Wednesday, June 11, 2008

A Literary Birthday

Today, according to the New York Times' On This Day page, was the birthdate of Yasunari Kawabata, the first Japanese to win the Nobel Prize for Literature (1968). (Wikipedia lists his birthdate as June 14, so once again I find disparate sources regarding an author's birthday).

In any case, Kawabata earned the Nobel Prize for three of his books in particular, one of which is the spare and lovely SNOW COUNTRY. I have a colleague who absolutely hates this novel, but each time I read it I find something more lovely in it because of its sadness, and because of the very Japanese notion that what is fleeting, what is temporal, is more lovely because of its evanescence.

It is the story of a married man who goes to a Hot Springs resort in the snowy mountainous region, where the Geisha have bad reputations and limited futures. He falls in love with the Geisha he meets there, and she with him--but that's all I can say without spoiling the story.

Kawabata himself had a reputation for melancholy in his work. He addressed this in his Nobel Prize acceptance speech: "My own works have been described as works of emptiness, but it is not to be taken for the nihilism of the West." A noteable distinction, as was his mention of some of his peers who had died by suicide. Kawabata seemed to find this regrettable but at the same time interesting; he said "I neither admire nor am in sympathy with suicide . . . " but later in the same paragraph he asks, "Is there one who does not think of suicide?"

Perhaps he foreshadowed his decision to take his own life (in 1972).

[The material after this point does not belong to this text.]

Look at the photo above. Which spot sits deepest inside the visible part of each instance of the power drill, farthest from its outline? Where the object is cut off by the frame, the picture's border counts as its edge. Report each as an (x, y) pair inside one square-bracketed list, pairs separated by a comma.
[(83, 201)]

I wonder if it was the poet in Kawabata that kept him always on the verge of thoughts of sadness and death. He likened the style of his novels to the style of the Japanese haiku; in fact, he began his Nobel Speech with a poem he loved:

"The winter moon comes from the clouds to keep me company.
The wind is piercing, the snow is cold."
---Myoe

This poem, ironically, sums up the mood of SNOW COUNTRY, a novel which is both beautiful and sad. Kawabata, I think, would suggest that the two often go hand in hand.